Everyone knows to avoid buying smelly, gross-looking fish and shellfish. But here’s what you need to know to get the freshest catch.
Step 1: Find a fish store Find a specialty fish store with displays of fresh whole fish, mollusks and bivalves, lobsters in tanks, and seaweed decoration all layered on ice. If this is unavailable in your area, go to the fish counter at a high-end food store.
Step 2: Survey the fish Survey the offerings, and when it’s your turn to be served, say hello to the fishmonger.
Step 3: Ask for advice Tell the fishmonger what you’re interested in making—fish steaks for the grill, whole roasted fish, boiled lobster, sautéed fillets—so he can point out to you what he has available.
Step 4: Chat Ask the fishmonger where the fish came from and when it arrived. Chat him up a bit. Ask him what’s good today. Be prepared to change your dinner plans based on his answer.
TIP: The fishmonger might offer anecdotes, information, or cooking tips—listen carefully.
Step 5: Avoid farmed fish Ask the fishmonger which fish are farmed and which are wild. Generally speaking, farmed fish should be avoided due to the likelihood of taint by PCBs or even antibiotics. Farmed fish species include salmon, trout, and catfish.
Step 6: Inspect steaks and fillets If you intend on purchasing fish filets or fish steaks, the surface of the flesh should be bright and shiny. It should appear moist with no spots of brown spoilage or pink bruises.
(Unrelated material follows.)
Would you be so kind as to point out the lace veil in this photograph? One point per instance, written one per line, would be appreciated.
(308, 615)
TIP: It’s a great sign when the fishmonger cuts steaks or filets from a whole or larger piece of fish, but this rarely happens. Nowadays, most fish is precut and portioned.
Step 7: Inspect a whole fish If you want a whole fish, it should have bright moist skin and clear eyes. The fish should look almost as alive as it did in the water.
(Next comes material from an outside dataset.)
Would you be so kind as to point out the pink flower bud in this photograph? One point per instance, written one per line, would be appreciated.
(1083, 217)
Step 8: Inspect lobsters If you want lobsters, notice how 'lively' they are when the fishmonger takes them out of the tank. The peskier the lobster, the fresher it is.
Step 9: Inspect scallops If you want scallops, they are usually sold already shucked. They should be firm, succulent, and smell sweet—scallops must be sniffed. Good fresh scallops are not bright white, but cream-colored, perhaps with a hint of rosiness.
TIP: If the scallops are whiter than an ingénue’s teeth, they most likely have been over-processed (using a food-safe bleach), so it’s probably better to avoid them.
Step 10: Inspect shrimp Purchase shrimp raw and in the shells. Remember that the vast majority of shrimp sold have already been frozen. How the shrimp were thawed can affect the flavor. If the shrimp appear waterlogged and soggy, skip them.
Step 11: Unwrap your purchase When handed your purchase, unwrap it immediately for a touch and smell taste. The fish should never smell bad, and whole fish and fish filets should feel firm and supple. If acceptable, wrap it back up and thank the fishmonger.
Step 12: Return anything unacceptable If the fish is unacceptable, hand it back over the counter and ask the fishmonger, 'Would you eat such a stinky, dull-fleshed fish?' Remind him that you weren’t born yesterday. Ask him where he keeps the frozen fish sticks.
FACT: Fish wrapped in plastic should be avoided—odds are it’s been around a lot longer than fish that hasn’t been wrapped.